# Walnut sawing advice?



## oldred (Nov 18, 2010)

Hi new here, been looking for a group to join and after checking around this appears to be the best site on the net!




My first post concerns how to saw some walnut logs I have that have been drying for about 15 years. These things are about 24" to 30" in diameter and both have large crotch sections that I would like to have sawn for gun stock blanks. How should these fork (crotch) sections be sawn for best appearance? Should they be cut across the fork section or should it be turned 90 deg and the fork split at the crotch? The sawyer at the only local mill has no idea which way to cut these sections for what I am wanting and I sure would hate to guess wrong and ruin these very hard to find pieces of wood.


Please bear with me if I am asking in the wrong place since I am new here, I am really looking forward to learning my way around!


----------



## Daren (Oct 14, 2006)

Welcome.
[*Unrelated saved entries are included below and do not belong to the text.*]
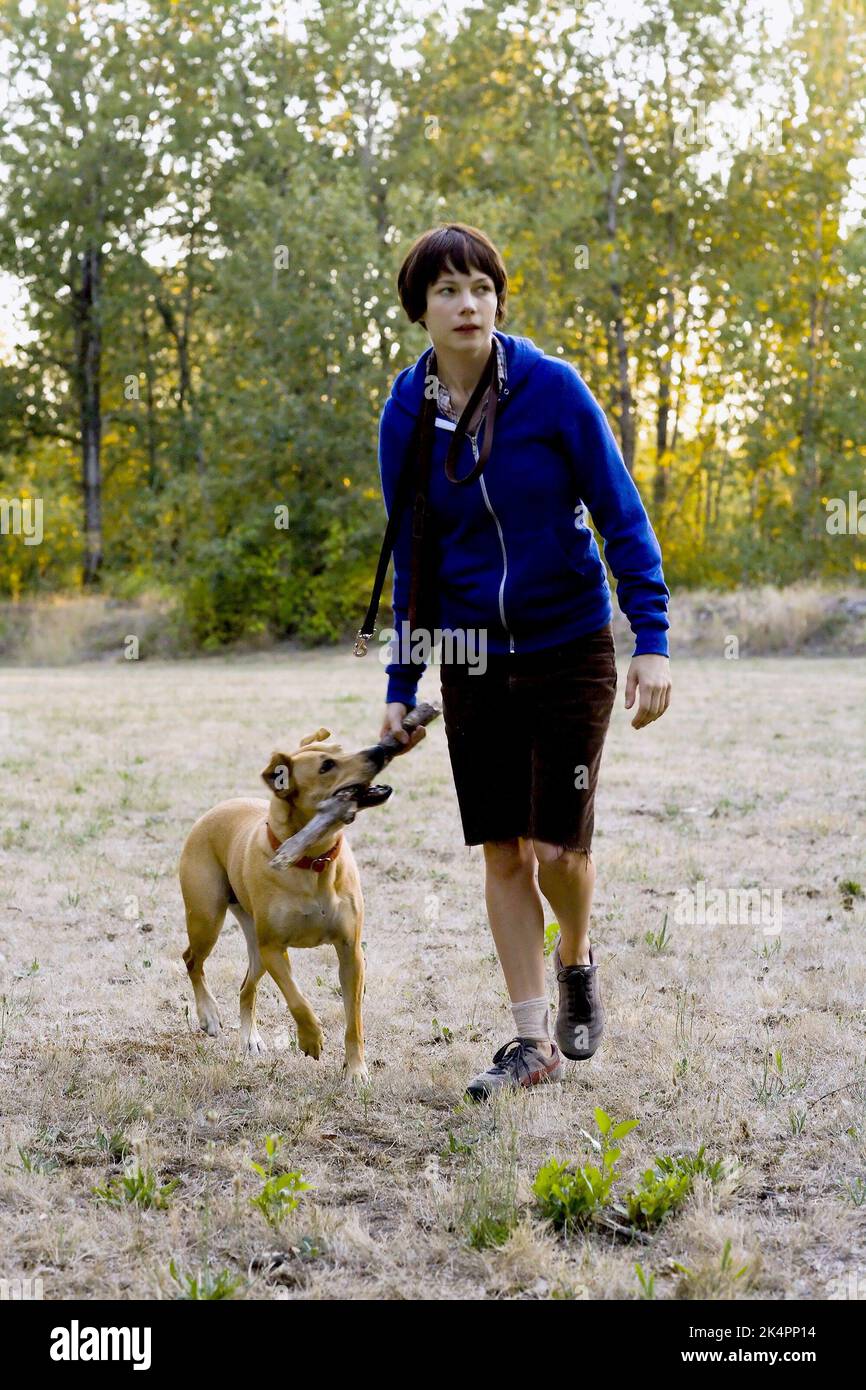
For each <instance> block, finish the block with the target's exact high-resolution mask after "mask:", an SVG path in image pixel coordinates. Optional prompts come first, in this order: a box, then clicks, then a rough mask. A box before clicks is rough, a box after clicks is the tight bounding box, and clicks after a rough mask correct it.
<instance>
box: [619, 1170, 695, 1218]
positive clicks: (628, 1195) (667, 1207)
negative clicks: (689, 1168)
mask: <svg viewBox="0 0 866 1390" xmlns="http://www.w3.org/2000/svg"><path fill="white" fill-rule="evenodd" d="M691 1187H692V1179H691V1176H689V1175H688V1173H684V1172H681V1170H680V1172H673V1173H660V1172H659V1170H657V1169H655V1168H648V1169H646V1172H645V1173H644V1179H642V1183H641V1186H639V1187H635V1188H632V1190H631V1191H630V1193H626V1197H624V1202H626V1215H627V1216H628V1220H630V1222H631V1225H632V1226H637V1227H638V1229H639V1230H652V1229H653V1226H657V1225H659V1223H660V1222H662V1220H664V1218H666V1216H667V1215H669V1212H671V1211H674V1208H676V1207H680V1204H681V1202H684V1201H685V1198H687V1197H688V1194H689V1191H691Z"/></svg>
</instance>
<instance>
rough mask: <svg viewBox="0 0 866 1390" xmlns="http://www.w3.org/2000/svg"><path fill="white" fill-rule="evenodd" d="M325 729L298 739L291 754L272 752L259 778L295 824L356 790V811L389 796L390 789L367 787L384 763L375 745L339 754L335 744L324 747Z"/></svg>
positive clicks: (382, 749)
mask: <svg viewBox="0 0 866 1390" xmlns="http://www.w3.org/2000/svg"><path fill="white" fill-rule="evenodd" d="M329 737H331V730H329V728H317V730H316V733H314V734H307V737H306V738H302V739H300V745H299V748H297V749H296V751H295V752H293V753H282V752H274V753H271V760H270V763H268V765H267V767H265V769H264V770H263V773H261V777H263V780H264V783H265V784H267V787H270V790H271V792H272V794H274V796H278V798H279V799H281V801H285V802H289V803H291V806H292V810H293V813H295V819H297V820H303V821H306V820H309V819H310V817H311V816H314V815H316V810H317V808H318V806H320V803H321V802H322V801H325V798H327V796H332V795H334V792H336V791H342V790H343V788H349V787H357V788H359V795H357V796H356V801H357V805H359V809H364V808H367V806H378V805H379V803H381V802H382V801H388V798H389V796H391V790H392V788H391V787H371V785H370V783H371V781H373V778H374V777H375V774H377V773H378V771H379V770H381V767H382V765H384V762H385V753H384V749H381V748H379V746H378V745H377V746H373V748H363V749H361V752H360V753H343V749H342V746H341V745H339V744H328V742H325V739H328V738H329Z"/></svg>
The crotches should be sawn "flat", meaning both limbs (where there used to be limbs) should lay flat on the deck...Make sense ?

Maybe pictures will help. Here is a link to me milling some elm crotches. http://www.woodworkingtalk.com/f26/i-like-crotches-picture-heavy-10281/

And walnut crotch pictures from my mill.
























.


----------



## oldred (Nov 18, 2010)

Thanks, I have carved several gun stocks in the past and that is what I wanted the crotch wood for but the figured pieces I used were bought already cut into gun stock blanks. The "feathered" figure I am looking for does not appear to be in the crotch wood in those pics nor was it in the piece I examined at the mill that had been sawen 90 deg (the limb sections of the fork separated) to the ones in the above pictures, which is beautiful wood BTW. This piece I examined at the mill however was fairly small so not much had developed in the way of "feathered" grain structure, perhaps I am looking in the wrong place for the type of wood found on what is referred to as "fancy grade" gun stock blanks?


Thanks for the pics it has been hard for me to visualize how my wood will appear sawn in any manner so that is a big help! What I see there is gorgeous wood and I will definitively have at least one of those sections sawn in that manner, most likely both will be!


----------



## Daren (Oct 14, 2006)

oldred said:


> The "feathered" figure I am looking for does not appear to be in the crotch wood in those pics


:confused1: You see no crotch feather here...










What about this piece ?












*Let me repeat myself, since you asked...the way to show crotch feather is the way I described, flat sawn.* Not all crotches will have heavy figure, that's life.




.


----------



## oldred (Nov 18, 2010)

Yes I do see now what I am looking for in that bottom pic, actually in all of them after looking a bit closer and yes I will certainly have both pieces sawn in that manner. If either piece of my wood comes out anything like what you have in that bottom pic it will be perfect for what I am needing, thanks again for those pics they have helped me a lot.


----------



## jimmyjames (Nov 23, 2012)

i know this thread is old but not all crotches are flat sawn like said above, in fact flat saw gives you the rat tail figure and not the heavy feathering like sawn the other way, i think it looks better sawn the other way, heres one of my boards not sawn flat



























and heres another not sawn flat


----------



## oldred (Nov 18, 2010)

It may be an old thread but I am still around and I do drop by occasionally, lot's of good info here. 

Yes now THAT is exactly what I was looking for! I still have yet to cut my latest wood but that is about to happen as soon as the weather allows, it has been standing in dry storage for about 4 years now and during that time I have accumulated 2 more nice pieces both of which were rescued from a firewood cutter! If you could I would greatly appreciate a little more info as to how that was cut, angles maybe or was it just turned 90 deg from the "Y" cut?


----------